Abstract

Background: Intermittent fasting has gained substantial popularity in the past decade. The most popular form of intermittent fasting is time restricted eating (TRE) , which involves eating within a 4-to-10-hour window and water fasting for the rest of the day. Short-term studies (2 months) indicate that TRE produces mild reductions in body weight and markers of glucose regulation.
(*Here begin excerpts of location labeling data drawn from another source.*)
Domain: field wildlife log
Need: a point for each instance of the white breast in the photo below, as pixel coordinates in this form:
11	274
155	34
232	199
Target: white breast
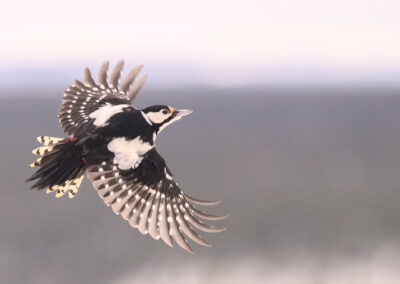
128	153
104	113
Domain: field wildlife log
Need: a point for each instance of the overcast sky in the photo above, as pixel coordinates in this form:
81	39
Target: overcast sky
221	42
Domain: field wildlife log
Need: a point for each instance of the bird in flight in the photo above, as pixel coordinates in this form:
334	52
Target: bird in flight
114	144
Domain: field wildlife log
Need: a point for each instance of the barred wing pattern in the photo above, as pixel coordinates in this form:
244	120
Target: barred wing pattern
82	99
151	200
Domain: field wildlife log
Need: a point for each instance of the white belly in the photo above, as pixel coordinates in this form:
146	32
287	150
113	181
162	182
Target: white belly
128	153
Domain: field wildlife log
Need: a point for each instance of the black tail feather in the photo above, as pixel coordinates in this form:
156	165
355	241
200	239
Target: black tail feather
61	164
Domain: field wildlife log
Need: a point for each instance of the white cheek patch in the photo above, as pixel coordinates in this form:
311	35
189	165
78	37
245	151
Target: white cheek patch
128	153
157	117
104	113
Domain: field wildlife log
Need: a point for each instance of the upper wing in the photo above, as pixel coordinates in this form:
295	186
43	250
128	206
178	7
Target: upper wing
80	100
151	200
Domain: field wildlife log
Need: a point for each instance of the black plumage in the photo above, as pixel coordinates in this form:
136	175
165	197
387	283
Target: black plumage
114	143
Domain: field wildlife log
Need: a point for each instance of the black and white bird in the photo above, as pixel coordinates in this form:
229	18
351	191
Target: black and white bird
114	144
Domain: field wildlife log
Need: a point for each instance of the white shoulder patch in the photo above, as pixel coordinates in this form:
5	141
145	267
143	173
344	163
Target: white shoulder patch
128	153
104	113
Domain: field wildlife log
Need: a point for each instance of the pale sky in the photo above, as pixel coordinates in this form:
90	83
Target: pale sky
223	42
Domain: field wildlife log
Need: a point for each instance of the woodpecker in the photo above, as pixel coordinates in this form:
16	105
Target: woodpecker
114	144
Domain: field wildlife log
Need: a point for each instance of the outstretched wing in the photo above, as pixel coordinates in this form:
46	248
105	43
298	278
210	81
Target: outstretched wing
80	100
150	199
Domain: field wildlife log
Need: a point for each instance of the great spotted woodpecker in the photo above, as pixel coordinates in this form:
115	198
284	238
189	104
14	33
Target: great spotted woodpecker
114	144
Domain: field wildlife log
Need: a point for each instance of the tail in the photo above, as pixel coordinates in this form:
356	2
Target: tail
61	166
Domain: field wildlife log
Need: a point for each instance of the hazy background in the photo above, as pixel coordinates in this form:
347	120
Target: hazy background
296	128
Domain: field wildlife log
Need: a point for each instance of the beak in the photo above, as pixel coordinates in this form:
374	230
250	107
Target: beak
179	113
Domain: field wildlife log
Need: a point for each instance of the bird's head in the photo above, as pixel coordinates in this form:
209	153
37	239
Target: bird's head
160	116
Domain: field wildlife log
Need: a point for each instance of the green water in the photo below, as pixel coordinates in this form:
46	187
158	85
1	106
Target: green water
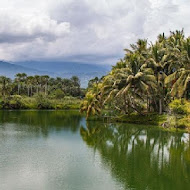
59	150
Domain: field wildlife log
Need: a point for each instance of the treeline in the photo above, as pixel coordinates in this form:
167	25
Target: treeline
40	92
146	80
30	85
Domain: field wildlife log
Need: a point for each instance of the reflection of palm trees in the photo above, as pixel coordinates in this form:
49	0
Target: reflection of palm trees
41	122
141	158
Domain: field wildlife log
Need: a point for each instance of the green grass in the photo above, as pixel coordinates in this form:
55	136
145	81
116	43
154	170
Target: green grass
39	102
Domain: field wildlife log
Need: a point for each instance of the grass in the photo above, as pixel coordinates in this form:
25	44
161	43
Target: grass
39	102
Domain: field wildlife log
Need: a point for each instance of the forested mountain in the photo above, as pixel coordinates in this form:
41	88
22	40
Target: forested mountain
54	69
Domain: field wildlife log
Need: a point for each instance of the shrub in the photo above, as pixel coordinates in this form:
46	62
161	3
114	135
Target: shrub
180	106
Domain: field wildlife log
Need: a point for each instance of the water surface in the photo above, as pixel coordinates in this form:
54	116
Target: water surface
59	150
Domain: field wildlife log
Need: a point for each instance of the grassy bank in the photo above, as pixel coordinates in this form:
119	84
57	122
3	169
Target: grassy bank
39	102
166	121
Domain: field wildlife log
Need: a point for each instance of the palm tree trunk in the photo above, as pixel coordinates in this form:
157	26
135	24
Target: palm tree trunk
28	91
160	106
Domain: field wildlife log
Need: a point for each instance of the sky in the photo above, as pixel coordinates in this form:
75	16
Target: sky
89	31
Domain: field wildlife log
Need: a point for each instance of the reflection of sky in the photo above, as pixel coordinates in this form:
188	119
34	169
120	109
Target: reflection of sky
61	161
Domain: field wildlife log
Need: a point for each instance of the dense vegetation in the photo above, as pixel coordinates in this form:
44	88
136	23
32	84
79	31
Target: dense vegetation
146	80
39	92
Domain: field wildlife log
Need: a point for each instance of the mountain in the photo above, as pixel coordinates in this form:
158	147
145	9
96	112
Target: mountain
54	69
67	69
61	67
9	70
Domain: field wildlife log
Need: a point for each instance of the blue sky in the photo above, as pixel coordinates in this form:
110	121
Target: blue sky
92	31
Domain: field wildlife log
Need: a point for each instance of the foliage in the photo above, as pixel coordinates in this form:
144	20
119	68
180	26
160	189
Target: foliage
180	106
145	80
30	85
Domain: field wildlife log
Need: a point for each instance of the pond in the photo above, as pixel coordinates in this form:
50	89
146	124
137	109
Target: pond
59	150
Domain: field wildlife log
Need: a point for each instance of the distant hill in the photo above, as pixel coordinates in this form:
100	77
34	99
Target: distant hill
63	69
9	70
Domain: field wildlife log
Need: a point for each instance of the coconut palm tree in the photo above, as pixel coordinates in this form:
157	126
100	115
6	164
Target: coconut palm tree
5	85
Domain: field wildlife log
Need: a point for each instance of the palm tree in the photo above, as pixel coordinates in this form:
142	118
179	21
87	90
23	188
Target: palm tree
5	85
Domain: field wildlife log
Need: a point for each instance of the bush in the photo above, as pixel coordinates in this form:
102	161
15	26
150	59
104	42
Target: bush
43	102
180	106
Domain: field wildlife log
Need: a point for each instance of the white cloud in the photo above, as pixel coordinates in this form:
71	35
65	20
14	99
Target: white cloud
85	30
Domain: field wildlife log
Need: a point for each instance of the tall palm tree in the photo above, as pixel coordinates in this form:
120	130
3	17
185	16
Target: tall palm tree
5	85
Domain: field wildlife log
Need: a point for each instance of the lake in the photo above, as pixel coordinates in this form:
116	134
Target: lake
59	150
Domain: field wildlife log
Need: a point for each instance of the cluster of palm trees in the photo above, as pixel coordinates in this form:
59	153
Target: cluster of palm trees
30	85
148	77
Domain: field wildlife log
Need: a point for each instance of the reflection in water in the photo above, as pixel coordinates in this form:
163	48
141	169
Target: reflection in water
45	150
41	122
140	157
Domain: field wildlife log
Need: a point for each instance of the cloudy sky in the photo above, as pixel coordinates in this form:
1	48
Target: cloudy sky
93	31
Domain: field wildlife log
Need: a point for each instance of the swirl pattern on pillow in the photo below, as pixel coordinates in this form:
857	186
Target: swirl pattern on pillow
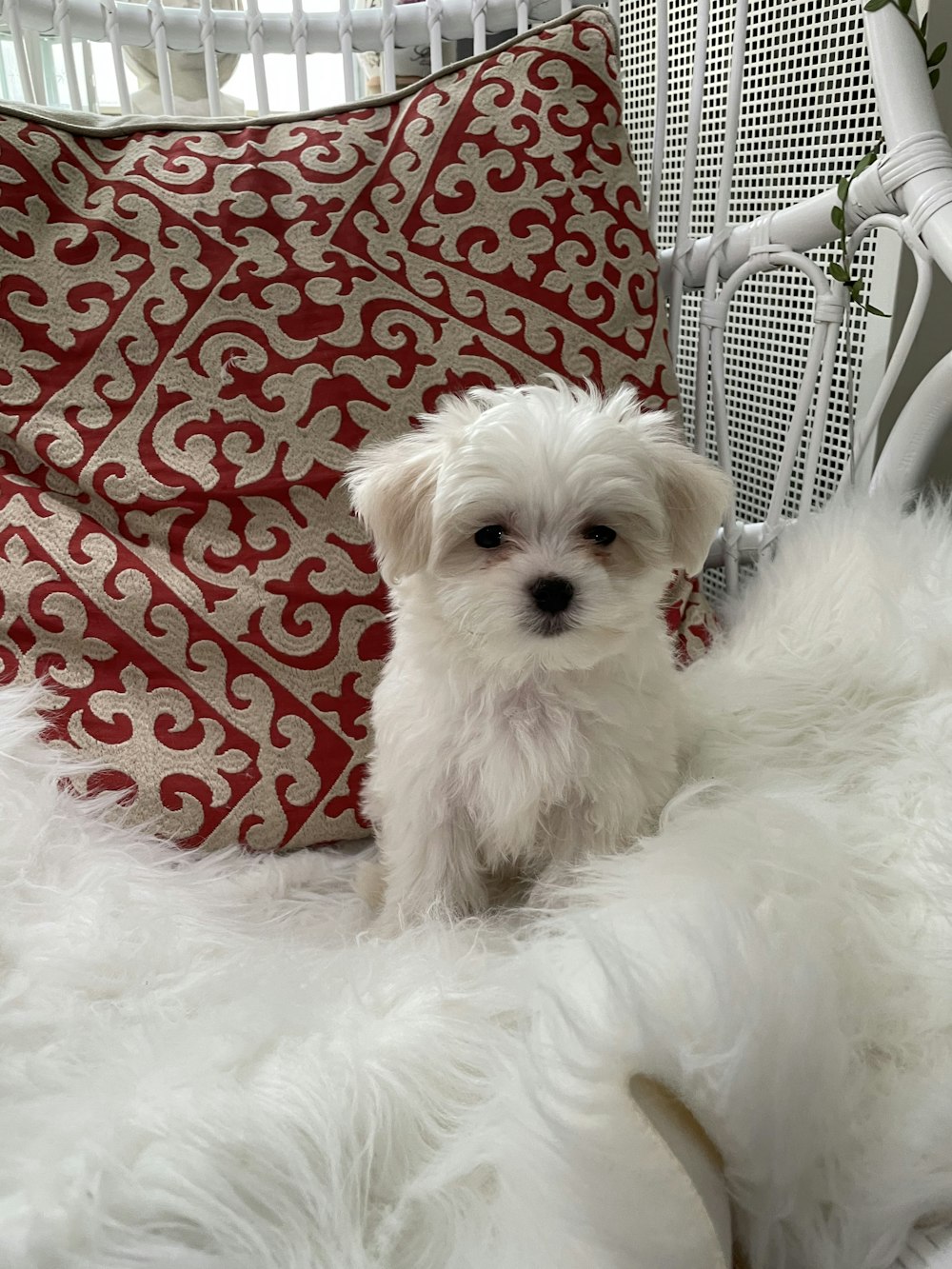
201	323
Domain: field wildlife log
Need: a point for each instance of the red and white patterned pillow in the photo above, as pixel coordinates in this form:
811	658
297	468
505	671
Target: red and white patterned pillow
200	324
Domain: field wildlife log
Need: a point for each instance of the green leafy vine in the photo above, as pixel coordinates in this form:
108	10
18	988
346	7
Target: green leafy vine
840	269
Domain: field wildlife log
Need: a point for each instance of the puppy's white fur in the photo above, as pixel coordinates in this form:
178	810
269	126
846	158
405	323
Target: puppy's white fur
508	738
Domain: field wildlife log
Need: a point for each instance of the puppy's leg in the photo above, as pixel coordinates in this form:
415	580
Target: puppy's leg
429	862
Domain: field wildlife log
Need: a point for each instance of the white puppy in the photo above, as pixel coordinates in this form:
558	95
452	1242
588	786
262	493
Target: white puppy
528	712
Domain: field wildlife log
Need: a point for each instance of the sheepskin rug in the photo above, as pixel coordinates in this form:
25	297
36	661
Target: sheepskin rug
208	1063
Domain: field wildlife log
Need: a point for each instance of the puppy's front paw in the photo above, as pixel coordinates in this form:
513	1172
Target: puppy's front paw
369	883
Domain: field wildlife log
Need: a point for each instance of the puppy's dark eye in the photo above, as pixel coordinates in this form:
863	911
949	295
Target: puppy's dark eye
489	537
601	534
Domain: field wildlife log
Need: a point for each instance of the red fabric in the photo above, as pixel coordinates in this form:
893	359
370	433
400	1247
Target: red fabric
691	618
197	327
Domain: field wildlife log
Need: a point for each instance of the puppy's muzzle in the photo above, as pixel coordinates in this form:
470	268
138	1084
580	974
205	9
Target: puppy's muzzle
552	595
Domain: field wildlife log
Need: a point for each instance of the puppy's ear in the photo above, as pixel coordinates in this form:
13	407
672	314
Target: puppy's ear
391	490
696	495
695	492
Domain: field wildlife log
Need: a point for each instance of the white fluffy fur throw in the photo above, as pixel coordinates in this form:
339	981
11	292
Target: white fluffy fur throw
204	1063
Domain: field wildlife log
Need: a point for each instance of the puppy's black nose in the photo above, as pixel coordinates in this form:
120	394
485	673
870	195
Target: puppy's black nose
552	594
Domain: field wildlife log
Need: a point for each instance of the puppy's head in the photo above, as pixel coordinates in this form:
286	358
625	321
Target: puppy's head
540	525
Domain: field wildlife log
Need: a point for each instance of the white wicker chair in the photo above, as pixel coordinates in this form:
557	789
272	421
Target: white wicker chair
787	448
687	129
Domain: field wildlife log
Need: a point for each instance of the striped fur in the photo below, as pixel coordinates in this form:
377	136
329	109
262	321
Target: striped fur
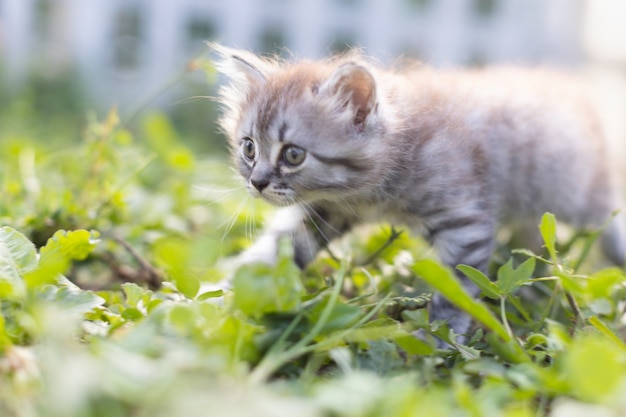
451	154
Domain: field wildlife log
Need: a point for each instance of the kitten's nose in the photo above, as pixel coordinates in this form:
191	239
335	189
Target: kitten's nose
260	184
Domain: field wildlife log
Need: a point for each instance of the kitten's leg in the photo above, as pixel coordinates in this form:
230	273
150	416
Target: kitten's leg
311	228
613	240
461	237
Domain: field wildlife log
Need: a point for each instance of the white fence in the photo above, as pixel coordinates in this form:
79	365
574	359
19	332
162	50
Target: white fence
122	47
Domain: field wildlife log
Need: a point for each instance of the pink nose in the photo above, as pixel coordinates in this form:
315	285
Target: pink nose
260	184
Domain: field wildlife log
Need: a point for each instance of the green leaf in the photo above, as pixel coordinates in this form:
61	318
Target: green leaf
488	288
594	368
261	288
510	279
210	294
602	328
133	293
413	345
342	316
17	256
548	233
58	253
187	284
77	300
444	281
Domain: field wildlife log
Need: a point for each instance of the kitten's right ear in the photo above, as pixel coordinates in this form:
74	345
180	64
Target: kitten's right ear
242	67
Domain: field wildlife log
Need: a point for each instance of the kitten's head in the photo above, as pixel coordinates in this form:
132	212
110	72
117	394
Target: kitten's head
301	132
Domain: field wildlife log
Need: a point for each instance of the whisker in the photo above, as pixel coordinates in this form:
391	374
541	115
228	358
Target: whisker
233	219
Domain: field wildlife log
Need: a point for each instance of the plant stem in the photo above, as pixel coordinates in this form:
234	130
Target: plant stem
503	315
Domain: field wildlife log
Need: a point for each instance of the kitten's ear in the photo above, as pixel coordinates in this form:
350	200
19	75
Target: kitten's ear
354	88
242	67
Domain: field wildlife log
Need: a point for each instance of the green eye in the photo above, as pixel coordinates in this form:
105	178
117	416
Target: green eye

What remains unknown is whether longer durations of TRE (6-months) can lead to even greater improvements in these diabetes risk factors. In addition, whether TRE is more effective than daily calorie restriction (CR) for improving these endpoints, also remains unknown. Objective: The purpose of this study was to compare the effects of 8-h TRE versus daily CR on body weight, body composition, and markers of glucoregulation, in adults with obesity. Design: Participants were randomized to 1 of 3 groups for 6-months: 8-h TRE (n = 24, 12-8pm eating window, 8pm-12pm fasting window) , CR (n = 22, 25% energy restriction daily) , or a control (n = 19, no food or meal timing restrictions) . Results: Weight loss was not significantly different between the TRE (-3.4 ± 0.7%) and CR group (-4.9 ± 1.4%) by month 6. Only the CR group experienced significant weight loss (P = 0.02) versus controls (-0.7 ± 1.1%) . Changes in fat mass, lean mass, and visceral fat mass were not significantly different between groups post-treatment. Likewise, no significant changes in fasting glucose, fasting insulin, or HbA1c were observed. Changes in insulin resistance (assessed via HOMA-IR) did not differ between TRE (-0.50± 0.35 %) , CR (-0.56 ± 0.39 %) , or controls (0.37 ± 0.43%) . Conclusions: These findings suggest that TRE does not produce greater weight loss than traditional dieting (CR) over 6-months. Our findings also show that neither diet had any beneficial effect on body composition of markers of glucoregulation, versus controls, in adults with obesity. Disclosure S.Cienfuegos: None. S.Lin: None. K.Gabel: None. M.Mcstay: None. A.Mulas: None. K.Varady: None. Funding R01DK128180 , NIH (NIDDK)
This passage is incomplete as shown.